Being an adult means you have to read the news. It doesn’t mean you have to pay really close attention to it, but it means that when there’s a nationwide deadline to register for something or submit something (like taxes, or now for government health care), you kind of have to do it.

Sure, there are extensions and exceptions (thankfully), but in general, it’s a deadline that has to be made.

Communications students know all about deadlines: making them, pushing them, extending them. On a rare occasion: missing them.

As one of those students, I’m familiar with every one of those concepts, sadly.

Luckily, making deadlines is the one I’m most familiar with. But it doesn’t mean that that always slides by. Having taken some personal time to detox from most of the news and politics (every once in a while, you have to), I’d almost forgotten about the Affordable Care Act and its deadline.

Making that deadline supposedly meant that those who made it wouldn’t face a fine for not filing. Then came the news that it had become such a mess for a bit that there was an extension. Lucky break, since I didn’t even check to see what it meant for someone who aged out of their parents policy during the year (the gravy train had to come to an end eventually, I suppose). We’ll have to see what happens and what continues to happen with the government health care.

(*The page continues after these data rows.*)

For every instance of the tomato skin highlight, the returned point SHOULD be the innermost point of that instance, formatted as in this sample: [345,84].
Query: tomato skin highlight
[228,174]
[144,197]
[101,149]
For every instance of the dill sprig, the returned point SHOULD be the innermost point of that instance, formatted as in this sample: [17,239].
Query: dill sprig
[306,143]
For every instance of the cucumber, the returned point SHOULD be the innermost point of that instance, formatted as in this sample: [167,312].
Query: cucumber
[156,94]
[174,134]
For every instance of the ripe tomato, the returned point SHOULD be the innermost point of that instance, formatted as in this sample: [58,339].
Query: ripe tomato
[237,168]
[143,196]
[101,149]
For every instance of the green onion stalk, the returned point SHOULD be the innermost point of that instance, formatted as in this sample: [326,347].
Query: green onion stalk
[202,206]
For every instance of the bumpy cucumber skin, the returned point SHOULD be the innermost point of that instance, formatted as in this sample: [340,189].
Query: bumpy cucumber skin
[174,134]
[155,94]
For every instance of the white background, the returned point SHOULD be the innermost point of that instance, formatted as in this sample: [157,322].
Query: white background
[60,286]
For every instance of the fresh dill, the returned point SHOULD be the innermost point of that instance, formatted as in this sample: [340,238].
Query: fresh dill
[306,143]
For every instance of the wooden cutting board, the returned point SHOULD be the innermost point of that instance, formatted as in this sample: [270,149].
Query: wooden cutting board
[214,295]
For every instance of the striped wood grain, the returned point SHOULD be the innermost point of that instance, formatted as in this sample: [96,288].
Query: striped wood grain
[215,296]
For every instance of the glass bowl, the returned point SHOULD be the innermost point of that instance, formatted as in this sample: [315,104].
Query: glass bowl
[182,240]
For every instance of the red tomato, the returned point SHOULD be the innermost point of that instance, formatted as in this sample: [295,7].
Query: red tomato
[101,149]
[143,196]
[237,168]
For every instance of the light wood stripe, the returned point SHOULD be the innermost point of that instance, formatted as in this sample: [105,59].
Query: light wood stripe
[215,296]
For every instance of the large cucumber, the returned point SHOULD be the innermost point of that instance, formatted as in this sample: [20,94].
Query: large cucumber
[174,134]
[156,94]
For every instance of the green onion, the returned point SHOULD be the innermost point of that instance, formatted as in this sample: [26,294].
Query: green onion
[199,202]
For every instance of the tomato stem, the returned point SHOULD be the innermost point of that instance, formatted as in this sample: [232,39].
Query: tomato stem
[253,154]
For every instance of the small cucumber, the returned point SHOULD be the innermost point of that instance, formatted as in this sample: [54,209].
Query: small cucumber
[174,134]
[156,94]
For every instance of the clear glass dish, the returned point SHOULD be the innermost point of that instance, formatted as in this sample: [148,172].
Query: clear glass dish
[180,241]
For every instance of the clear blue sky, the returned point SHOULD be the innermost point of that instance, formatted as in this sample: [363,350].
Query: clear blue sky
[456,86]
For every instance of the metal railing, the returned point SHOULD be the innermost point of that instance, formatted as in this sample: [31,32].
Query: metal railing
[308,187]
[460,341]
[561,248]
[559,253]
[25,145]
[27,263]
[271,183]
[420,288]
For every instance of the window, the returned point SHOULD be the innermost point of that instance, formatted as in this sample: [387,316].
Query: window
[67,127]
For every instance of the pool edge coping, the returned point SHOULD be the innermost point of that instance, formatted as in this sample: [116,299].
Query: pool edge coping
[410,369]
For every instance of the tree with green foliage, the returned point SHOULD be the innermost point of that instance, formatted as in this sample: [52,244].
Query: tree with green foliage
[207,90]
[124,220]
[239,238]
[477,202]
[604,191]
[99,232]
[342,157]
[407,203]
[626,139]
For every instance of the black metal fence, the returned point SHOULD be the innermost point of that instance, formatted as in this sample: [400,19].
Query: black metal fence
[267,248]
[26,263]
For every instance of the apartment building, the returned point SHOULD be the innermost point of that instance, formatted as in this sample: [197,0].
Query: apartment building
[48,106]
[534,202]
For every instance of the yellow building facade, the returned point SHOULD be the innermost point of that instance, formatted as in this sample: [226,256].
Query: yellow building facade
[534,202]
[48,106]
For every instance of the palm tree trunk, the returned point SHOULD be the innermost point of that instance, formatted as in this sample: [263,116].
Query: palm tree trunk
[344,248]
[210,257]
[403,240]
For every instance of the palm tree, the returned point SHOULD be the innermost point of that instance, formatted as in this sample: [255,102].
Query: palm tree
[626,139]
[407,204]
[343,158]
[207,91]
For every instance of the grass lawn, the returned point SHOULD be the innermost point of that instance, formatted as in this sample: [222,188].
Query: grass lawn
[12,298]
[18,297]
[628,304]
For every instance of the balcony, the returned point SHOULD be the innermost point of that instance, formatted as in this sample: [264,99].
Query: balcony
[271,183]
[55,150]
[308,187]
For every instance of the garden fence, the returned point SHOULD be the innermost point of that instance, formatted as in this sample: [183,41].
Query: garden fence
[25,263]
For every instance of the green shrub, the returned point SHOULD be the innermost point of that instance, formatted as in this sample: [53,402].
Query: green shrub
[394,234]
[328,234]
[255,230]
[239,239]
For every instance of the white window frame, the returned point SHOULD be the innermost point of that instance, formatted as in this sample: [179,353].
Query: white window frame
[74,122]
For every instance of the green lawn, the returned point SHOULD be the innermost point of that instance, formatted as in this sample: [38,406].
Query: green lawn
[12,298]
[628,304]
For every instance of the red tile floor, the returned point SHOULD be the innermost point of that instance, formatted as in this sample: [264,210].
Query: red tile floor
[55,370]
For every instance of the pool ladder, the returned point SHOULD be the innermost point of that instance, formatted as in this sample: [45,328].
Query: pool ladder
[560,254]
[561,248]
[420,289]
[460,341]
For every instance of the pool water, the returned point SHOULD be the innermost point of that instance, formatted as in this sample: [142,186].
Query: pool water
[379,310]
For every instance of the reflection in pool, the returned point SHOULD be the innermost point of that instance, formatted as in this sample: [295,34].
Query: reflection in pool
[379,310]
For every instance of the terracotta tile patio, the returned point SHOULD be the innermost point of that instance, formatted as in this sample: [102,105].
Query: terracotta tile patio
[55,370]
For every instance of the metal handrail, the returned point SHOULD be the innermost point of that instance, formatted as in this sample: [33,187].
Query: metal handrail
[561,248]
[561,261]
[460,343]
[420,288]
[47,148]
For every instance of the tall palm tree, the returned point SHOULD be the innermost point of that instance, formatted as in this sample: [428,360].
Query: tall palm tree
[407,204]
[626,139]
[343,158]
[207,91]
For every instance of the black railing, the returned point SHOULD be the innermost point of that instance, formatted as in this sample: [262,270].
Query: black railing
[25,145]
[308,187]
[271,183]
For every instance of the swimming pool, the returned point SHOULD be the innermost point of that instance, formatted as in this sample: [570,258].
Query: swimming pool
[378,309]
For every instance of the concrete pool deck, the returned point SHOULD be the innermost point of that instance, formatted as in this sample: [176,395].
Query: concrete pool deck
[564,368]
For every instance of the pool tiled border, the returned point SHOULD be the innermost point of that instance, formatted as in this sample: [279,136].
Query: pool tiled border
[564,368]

What I’d love to see, personally, is rates go even lower for individuals. Private health insurance has soared out of control over the past few years. In a time when many still look outside their own country for a less expensive option for both elective and life-saving procedures, it really makes sense to reform. Those procedures should be
made more affordable than a round trip plane tickets, hotel cost, and procedural cost, paired with an extended stay for recovery and monitoring in a foreign country. When that costs less than going to the local hospital, there seems to be something amiss.

Health care is expensive, and getting good health care is even more costly. My personal hope is with the nationwide health care coming into place that rates begin to slowly drop, both from inside the system and outside of it. As much of a pipe dream as that feels to be, making preventative care affordable again, at the very least, is something to be encouraged.

But aside from all of that, the other point I’m trying to make is that as an adult, you now have to read or watch the news. Or else you’d never know that taxes were coming due April 15!